But in the City of Light, wishes have a way of coming true. Will a year of romantic near-misses end with their long-awaited French kiss?



I’ve heard so much about this series. In fact not long after Lola and the Boy Next Door came out my sister read both of them, and much like everyone else, she simply devoured them. But me? I’ve shied away from contemporary books. I’ve never been a fan. Before Anna I had read a grand total of two contemporary YA books (The Fault in Our Stars by John Green and Fangirl by Rainbow Rowell) but I couldn’t escape these books; everyone was going insane about these books. Then when I was at Texas Teen Book Festival I picked up some stickers and buttons for them, that seemed to be the tipping point. I finally caved and picked Anna and the French Kiss up from the library. It was Christmas time; I figured a cute romance would be fun for the time.

What I didn’t expect was what I got from Anna and the French Kiss. I fell in love with Anna, with St. Clair, with all of them. I quite literally squealed a few times. This book gave me feels normally reserved for those dearest books that I have read over and over. I didn’t want to put it down, I couldn’t focus on anything but this book.

One thing about this book was that Anna had a lot of growth to go through, so did St. Clair for that matter, but never once did Perkins push it. Their growth felt natural, it felt normal, completely realistic. The romance felt natural, there was no insta-love, there was no forcing of the two characters. It was a gentle push and pull of not just the romance, but the friendships within the book as well.


It’s no secret this is my one section I have problems with… But when it’s a book that I almost instantly wanted to reread? When it’s a book that I could barely return to the library because I wanted to keep it? Then this section becomes a nightmare for me.

After some discussing with friends however it became a little bit easier, really the biggest thing for her – and once she told me about it, to me as well – is that Anna is presented as a character that researches, that knows things. She wants to be a movie reviewer, she already has a blog for that exact reason, although not explicitly stated one would easily assume that she reads other blogs to see what is currently liked by the population, she wants to emulate those people after all. However she doesn’t know how big movies are in France, she doesn’t know about the Cannes movie festival. For that brief moment it feels out of character for the person that we’ve gotten to know as Anna.

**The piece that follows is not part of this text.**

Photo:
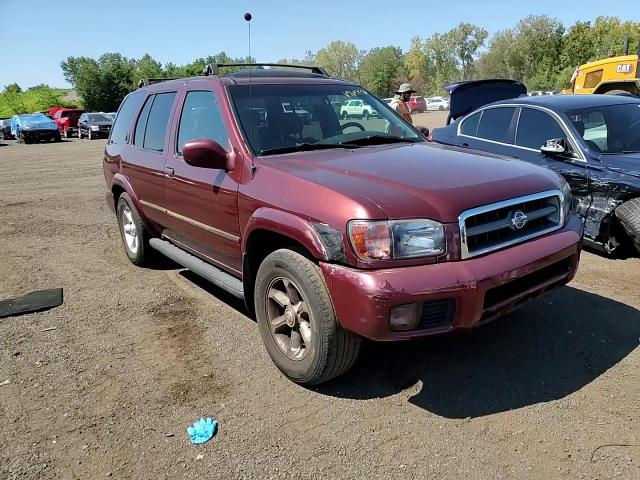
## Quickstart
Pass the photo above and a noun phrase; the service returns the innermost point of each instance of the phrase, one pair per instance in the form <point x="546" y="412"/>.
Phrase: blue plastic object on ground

Everything? No okay I gushed about this a lot in the beginning but the one thing that worked beyond anything else is the characters. Now I understand in a contemporary book that’s what really pushes a story forward. Instead of being able to rely on a plot that can push or pull a story forward, contemporaries rely on the characters and their lives solely. This is what usually pushes me away from contemporary books. But with this book I felt I could sit down with these characters and become friends with them. I could picture their lives outside of the story, it created a unique reading experience that I could gush over for paragraphs.

There are moments in the book when I read it and I couldn’t quite believe the choices Anna was making, and I’m sure to some who read this book that’s the exact problem they would have with it entirely. As a reader we can see the problems she’s creating for herself, we can see the avenue that she should really take just to fix things. To us, the reader, it seems so obvious. But to Anna within the book it isn’t. She’s following the only path that she feels that she can follow. That alone can start to show others where they are making the mistakes in their lives, they can start to see that maybe they’ve either made, or even are making, the wrong choices and how to possibly fix that to get their happily ever after.


Not only do I reccomend rushing out and getting Anna and the French Kiss for yourself, but I’d suggest getting the other two, you’ll want to get the whole trilogy, because this one novel just won’t be enough, trust me.

As someone who hadn’t read a lot of contemporary this opened my eyes to what I could be missing in this entire genre, I’m finding more and more books that look interesting, and I can’t wait to dive into new books that I’ve never given a real chance before!